Loss, failure, and falling down interrupts the momentum of progress towards triumph. (Remind me to tell you my Russell Wilson story.) Yet, these experiences of loss, failure, and falling down present the need for essential hope-a supernatural optimistic outlook.

These blows to my ego and the core of my identity propels a decision to choose hope since the alternative leads to negativity, getting stuck, giving up, and quitting. Now more than ever, I am convinced hope is definitely a choice. I access it or deny it from the God source.

In reading about brokenness, one author consistently reminded me of the strong temptation to harden my heart towards God, others, and especially the ones I perceive hurt me. That seems strange to me but I know a lot of people experience this. I can’t imagine hardening my heart towards God when God Himself sees me through these defeats and struggles.

Honestly, I haven’t felt hardened against God, my circumstances, or at the people involved. I believe because of hope. I’d be lying, however, if I didn’t say pain, anger, sadness, and being overwhelmed poke and penetrate hope from time to time. But, it’s true, hope, enables me to overcome those feelings and get up every day to a joy-filled purpose.

Of course, when the break I need keeps crashing into a million pieces, I hear the temptation to settle and not venture out in case it crashes again. The naysayers and the unbelievers in what I want to achieve provide classic feedback that can fill any bucket with tears of doubt and a lack of confidence.

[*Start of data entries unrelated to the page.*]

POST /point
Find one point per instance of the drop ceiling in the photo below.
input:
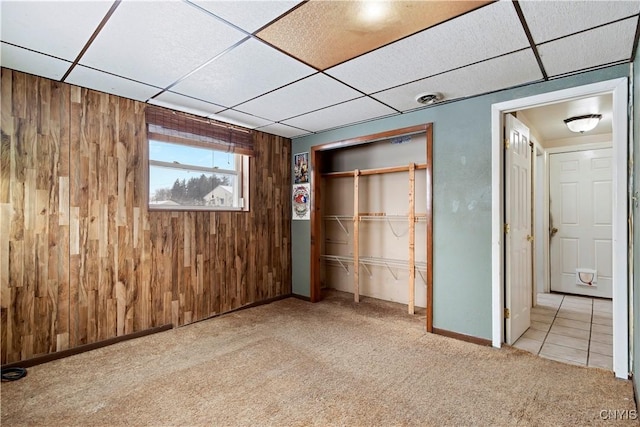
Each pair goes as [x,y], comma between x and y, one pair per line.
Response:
[292,68]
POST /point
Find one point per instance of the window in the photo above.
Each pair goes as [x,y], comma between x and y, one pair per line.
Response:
[195,164]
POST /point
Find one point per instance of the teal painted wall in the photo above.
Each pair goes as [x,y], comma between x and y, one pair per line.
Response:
[636,225]
[462,199]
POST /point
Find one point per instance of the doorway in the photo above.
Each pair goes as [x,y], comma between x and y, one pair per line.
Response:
[618,89]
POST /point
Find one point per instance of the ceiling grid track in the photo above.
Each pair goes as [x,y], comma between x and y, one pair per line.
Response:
[110,12]
[527,31]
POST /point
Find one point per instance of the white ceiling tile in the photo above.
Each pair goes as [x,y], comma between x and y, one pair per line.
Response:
[548,20]
[250,15]
[312,93]
[245,72]
[499,73]
[157,42]
[358,110]
[283,130]
[31,62]
[184,103]
[240,119]
[487,32]
[93,79]
[593,48]
[59,28]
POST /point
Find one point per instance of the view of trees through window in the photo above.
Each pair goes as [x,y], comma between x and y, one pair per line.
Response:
[196,191]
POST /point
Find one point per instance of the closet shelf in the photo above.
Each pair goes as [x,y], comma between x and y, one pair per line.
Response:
[375,261]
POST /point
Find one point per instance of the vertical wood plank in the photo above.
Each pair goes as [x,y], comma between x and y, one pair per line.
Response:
[412,238]
[356,236]
[81,257]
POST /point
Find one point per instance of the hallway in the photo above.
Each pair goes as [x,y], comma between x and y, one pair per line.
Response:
[571,329]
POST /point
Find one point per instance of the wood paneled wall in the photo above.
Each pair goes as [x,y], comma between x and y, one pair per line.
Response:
[83,260]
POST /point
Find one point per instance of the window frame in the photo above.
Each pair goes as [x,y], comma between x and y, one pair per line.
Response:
[174,135]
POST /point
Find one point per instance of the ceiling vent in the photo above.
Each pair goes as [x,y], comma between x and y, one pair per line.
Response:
[428,98]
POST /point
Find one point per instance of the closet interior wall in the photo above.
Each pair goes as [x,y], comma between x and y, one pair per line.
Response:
[374,221]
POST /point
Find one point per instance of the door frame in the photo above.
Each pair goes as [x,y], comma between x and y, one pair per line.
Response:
[619,89]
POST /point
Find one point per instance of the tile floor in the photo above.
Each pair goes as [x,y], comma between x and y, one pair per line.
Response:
[571,329]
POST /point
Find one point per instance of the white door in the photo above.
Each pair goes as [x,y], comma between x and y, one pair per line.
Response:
[518,238]
[581,215]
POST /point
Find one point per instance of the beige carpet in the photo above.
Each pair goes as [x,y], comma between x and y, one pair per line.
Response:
[293,363]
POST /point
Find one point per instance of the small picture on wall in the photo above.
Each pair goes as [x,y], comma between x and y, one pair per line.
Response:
[301,168]
[301,201]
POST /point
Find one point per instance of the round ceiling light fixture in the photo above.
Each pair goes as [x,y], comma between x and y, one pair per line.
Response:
[428,98]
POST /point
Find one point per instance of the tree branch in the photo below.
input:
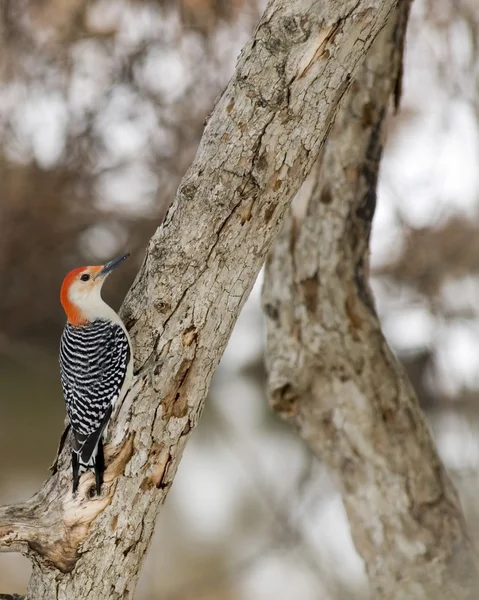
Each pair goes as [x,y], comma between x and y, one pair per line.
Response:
[258,146]
[332,374]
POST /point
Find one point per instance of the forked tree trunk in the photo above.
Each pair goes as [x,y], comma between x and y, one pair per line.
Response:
[332,374]
[260,143]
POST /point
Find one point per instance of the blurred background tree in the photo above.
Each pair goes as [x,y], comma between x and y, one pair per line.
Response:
[102,104]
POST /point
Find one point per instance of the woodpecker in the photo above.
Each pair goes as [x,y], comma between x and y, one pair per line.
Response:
[96,365]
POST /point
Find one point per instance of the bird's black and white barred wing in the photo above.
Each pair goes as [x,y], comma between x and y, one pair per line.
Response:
[93,365]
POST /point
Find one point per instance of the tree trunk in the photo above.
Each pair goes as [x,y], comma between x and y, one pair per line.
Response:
[259,145]
[332,374]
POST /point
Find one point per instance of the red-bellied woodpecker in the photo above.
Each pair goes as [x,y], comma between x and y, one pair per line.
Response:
[96,364]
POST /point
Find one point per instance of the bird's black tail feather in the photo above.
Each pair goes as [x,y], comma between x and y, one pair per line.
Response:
[96,463]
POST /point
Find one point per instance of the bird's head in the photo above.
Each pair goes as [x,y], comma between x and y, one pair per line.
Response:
[80,293]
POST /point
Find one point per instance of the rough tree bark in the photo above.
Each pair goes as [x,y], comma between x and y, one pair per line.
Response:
[332,374]
[258,146]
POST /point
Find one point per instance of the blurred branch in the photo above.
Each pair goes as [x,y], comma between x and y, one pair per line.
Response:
[332,374]
[261,141]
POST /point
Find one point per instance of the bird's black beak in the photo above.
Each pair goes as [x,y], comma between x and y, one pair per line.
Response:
[113,264]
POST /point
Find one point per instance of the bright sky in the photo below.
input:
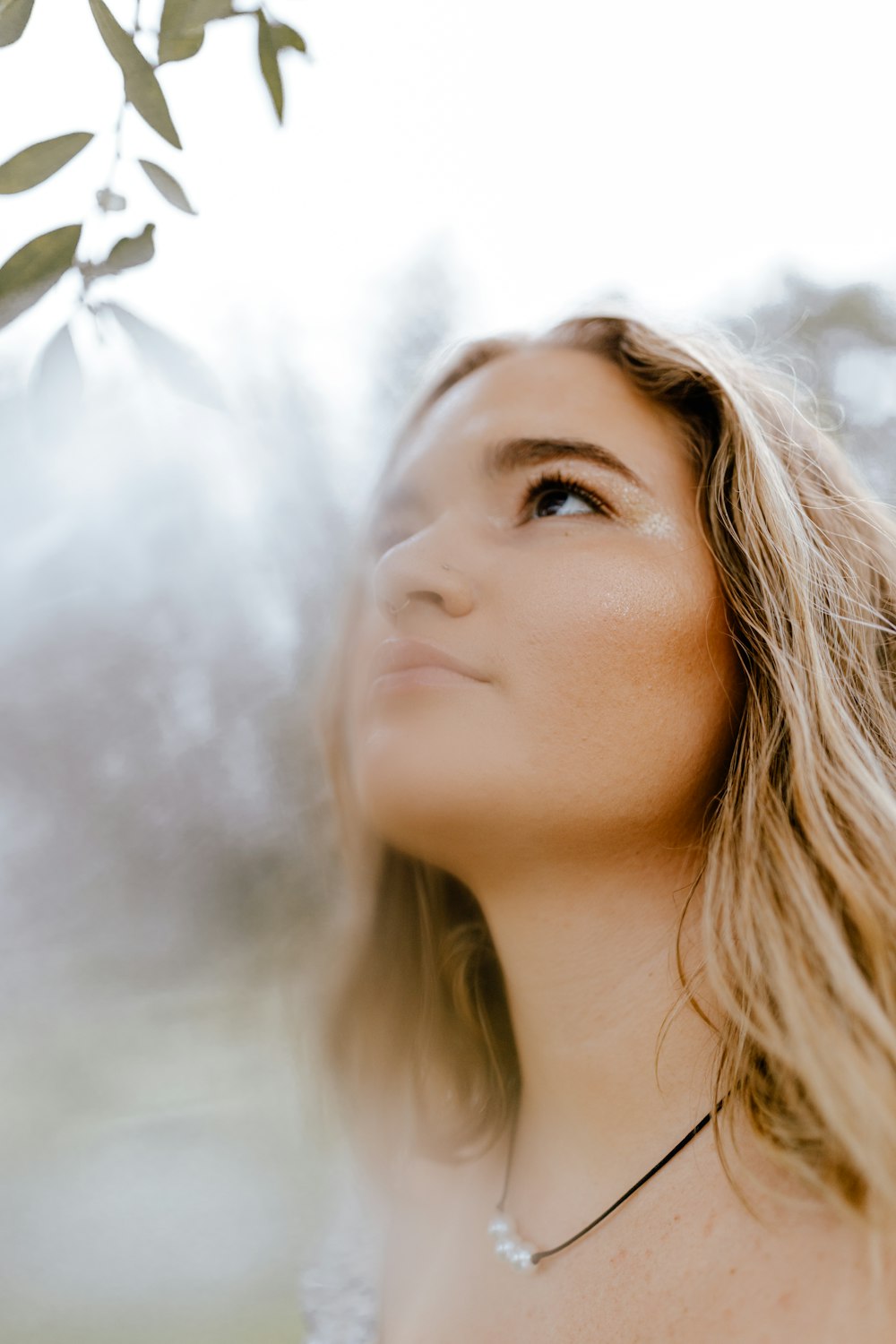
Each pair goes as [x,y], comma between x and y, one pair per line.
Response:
[681,153]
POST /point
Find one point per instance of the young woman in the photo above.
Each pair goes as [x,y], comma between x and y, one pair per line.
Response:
[611,728]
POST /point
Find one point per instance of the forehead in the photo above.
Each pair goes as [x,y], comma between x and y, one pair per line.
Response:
[547,392]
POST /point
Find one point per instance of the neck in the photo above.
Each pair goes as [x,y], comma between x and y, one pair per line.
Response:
[589,959]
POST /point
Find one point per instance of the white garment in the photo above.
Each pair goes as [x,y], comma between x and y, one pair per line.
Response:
[340,1281]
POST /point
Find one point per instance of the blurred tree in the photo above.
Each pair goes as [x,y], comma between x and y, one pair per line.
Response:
[841,343]
[39,263]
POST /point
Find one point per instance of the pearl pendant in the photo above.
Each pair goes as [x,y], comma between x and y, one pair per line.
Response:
[509,1246]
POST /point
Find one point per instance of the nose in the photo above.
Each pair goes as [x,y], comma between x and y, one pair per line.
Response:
[410,573]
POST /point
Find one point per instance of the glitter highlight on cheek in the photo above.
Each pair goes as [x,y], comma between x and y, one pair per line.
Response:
[656,524]
[649,521]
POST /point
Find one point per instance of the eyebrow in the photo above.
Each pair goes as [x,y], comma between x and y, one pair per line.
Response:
[512,454]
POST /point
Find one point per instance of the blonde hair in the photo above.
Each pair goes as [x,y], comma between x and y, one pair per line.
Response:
[798,917]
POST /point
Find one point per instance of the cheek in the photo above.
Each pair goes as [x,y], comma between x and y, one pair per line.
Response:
[637,668]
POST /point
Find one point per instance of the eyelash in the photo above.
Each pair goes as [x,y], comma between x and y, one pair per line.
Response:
[564,483]
[533,489]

Disappointment put thoughts in my head of being abandoned and left defenseless in this crazy world. The agony of lost love jolted me to places I’d rather avoid. And, sure I can logically reason the only protection against such pain is to harden my heart and not need or allow anyone or anything into my vulnerable and sacred place ever again.

But, that’s not me.

I’ve not lost hope nor do I feel compelled to hate or despise anyone involved. I deeply miss my fiance. I daily think about him. I long for our nightly reading and prayer time. He was my best friend. And, when I think of him, I still feel the same excitement, respect, and favor for him.

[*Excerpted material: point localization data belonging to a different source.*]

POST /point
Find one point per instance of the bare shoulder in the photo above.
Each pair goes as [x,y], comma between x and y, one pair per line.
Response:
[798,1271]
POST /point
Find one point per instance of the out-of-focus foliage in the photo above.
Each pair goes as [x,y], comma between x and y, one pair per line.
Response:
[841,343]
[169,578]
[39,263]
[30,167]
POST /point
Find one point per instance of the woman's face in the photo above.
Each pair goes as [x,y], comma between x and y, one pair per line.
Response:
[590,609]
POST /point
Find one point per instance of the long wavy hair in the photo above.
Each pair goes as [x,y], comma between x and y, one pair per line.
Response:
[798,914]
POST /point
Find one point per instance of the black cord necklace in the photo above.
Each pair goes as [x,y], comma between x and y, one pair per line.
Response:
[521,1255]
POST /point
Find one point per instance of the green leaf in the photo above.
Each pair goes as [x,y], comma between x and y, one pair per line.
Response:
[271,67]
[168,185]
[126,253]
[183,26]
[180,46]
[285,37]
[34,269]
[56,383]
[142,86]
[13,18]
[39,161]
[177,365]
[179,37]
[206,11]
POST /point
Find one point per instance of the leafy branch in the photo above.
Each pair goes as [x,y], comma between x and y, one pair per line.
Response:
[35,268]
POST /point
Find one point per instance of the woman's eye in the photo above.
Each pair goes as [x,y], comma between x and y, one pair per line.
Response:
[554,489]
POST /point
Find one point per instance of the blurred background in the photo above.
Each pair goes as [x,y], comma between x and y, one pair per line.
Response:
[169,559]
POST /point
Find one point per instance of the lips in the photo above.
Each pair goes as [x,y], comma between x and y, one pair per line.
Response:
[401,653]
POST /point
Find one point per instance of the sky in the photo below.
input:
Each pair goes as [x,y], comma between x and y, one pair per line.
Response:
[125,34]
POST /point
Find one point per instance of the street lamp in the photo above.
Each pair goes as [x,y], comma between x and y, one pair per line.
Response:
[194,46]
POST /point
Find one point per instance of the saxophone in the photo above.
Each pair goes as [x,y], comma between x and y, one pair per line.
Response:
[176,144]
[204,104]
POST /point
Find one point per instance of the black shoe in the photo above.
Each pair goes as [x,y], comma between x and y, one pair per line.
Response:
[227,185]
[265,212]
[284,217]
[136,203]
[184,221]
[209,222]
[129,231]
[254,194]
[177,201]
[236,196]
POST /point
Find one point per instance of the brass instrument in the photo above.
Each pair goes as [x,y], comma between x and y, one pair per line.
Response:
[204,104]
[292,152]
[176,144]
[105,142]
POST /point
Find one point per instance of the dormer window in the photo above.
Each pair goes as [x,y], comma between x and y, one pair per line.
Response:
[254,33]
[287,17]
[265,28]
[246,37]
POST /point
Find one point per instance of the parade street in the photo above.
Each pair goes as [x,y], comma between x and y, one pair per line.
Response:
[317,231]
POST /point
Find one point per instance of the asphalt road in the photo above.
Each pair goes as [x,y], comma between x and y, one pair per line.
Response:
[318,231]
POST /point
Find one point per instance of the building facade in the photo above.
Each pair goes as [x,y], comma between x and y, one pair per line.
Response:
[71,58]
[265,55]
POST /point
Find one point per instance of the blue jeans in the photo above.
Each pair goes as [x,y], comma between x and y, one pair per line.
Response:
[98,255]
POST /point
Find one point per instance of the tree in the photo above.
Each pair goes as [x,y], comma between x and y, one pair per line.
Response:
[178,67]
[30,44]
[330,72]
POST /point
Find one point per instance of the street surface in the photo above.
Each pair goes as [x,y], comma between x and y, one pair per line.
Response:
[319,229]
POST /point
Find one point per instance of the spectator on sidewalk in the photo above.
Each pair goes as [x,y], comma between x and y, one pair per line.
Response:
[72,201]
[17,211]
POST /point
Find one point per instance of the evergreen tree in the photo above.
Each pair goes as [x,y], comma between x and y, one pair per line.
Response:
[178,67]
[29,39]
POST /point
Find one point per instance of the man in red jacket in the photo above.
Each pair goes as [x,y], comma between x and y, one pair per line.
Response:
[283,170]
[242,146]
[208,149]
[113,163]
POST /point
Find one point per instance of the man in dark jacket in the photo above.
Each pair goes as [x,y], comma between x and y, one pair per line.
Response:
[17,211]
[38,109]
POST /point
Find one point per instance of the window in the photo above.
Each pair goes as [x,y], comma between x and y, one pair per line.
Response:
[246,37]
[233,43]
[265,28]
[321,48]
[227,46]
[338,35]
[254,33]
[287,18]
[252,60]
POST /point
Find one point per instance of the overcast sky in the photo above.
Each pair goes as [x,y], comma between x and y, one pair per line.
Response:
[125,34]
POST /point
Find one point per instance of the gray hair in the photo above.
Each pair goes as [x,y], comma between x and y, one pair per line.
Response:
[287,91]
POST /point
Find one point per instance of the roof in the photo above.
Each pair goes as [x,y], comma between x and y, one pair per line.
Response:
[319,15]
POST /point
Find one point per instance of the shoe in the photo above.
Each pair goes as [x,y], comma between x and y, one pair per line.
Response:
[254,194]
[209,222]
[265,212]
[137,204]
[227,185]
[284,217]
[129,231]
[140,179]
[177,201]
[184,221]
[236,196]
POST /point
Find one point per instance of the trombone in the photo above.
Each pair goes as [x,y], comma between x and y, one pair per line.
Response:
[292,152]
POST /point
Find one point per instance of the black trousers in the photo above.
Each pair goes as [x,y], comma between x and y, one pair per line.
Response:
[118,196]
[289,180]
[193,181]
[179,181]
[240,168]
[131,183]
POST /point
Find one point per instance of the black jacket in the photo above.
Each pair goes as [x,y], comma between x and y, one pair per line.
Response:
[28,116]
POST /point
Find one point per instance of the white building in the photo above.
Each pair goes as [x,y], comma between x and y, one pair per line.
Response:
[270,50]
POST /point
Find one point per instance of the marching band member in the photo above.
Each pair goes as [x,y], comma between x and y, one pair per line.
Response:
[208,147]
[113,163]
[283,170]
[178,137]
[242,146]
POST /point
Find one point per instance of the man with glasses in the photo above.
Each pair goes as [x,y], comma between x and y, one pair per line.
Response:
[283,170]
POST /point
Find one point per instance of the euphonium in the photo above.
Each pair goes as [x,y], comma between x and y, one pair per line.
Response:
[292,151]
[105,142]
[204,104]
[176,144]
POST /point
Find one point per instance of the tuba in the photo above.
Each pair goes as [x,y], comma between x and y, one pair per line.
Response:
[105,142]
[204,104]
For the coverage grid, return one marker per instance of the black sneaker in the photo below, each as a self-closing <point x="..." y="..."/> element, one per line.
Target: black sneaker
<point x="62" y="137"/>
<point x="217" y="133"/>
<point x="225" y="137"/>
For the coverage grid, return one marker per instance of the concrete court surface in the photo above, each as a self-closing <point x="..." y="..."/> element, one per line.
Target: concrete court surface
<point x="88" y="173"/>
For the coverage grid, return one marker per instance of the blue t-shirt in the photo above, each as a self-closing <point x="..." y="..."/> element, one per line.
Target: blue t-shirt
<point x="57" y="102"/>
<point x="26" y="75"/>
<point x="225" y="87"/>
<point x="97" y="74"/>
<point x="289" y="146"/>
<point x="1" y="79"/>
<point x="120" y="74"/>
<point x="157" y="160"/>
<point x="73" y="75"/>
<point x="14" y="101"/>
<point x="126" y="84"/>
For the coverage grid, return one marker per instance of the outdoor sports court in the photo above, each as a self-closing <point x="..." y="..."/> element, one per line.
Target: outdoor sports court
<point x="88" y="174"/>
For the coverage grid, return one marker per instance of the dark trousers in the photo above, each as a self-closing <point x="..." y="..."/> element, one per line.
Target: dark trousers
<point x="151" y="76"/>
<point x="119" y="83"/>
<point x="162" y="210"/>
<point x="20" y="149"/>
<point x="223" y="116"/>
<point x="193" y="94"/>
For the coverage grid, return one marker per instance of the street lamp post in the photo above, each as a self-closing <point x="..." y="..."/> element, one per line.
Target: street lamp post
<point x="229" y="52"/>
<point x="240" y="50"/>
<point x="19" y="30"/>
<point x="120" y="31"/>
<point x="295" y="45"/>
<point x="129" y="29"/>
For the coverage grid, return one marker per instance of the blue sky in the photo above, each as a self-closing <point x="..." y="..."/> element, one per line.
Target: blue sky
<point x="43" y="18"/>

No doubt my heart was and is still broken in some ways. I absolutely could resolve to not need anyone and close myself off to opportunity and love. The thought crossed my mind. It’s definitely safer, involves less drama, and less responsibility.

It would be ‘normal’ after all to emerge from so much loss and pain with a hard heart. No one would really blame me if I shut down and secluded myself for a while.

God shows me; however, this life isn’t about me. I can hear Him out of Hebrews 12, ‘Really, you haven’t suffered to the point of death. Stop your whining and complaining and go back to the purposes I gave you! Don’t forget the calling I gave you!’

I picture this and refuse to remove self from life. That removal leads to a trail of isolation and bitterness. It means empty evenings at home in front of the television. What a waste.

Ultimately, I contend, if I choose this path, resentment towards God builds for not giving me who and want I want. This hardening of the heart produces the equivalent of an adult temper tantrum. That life yields a dark and lonely place to be away from His grace, forgiveness, peace, and perhaps a broken yet fulfilling love.

The resolve before me is ONLY to soften my heart. It’s clearly a position to listen to the things of God and to be more aware of His presence and work around me. By softening my heart, then the more alive and driven I feel towards His purposes. I am alive to hope.

Hardening or softening, that choice is mine. It’s part of the vital Christian character that defines me as His and only His. Definitely a life like a box of chocolates no matter what lemons I’m dealt!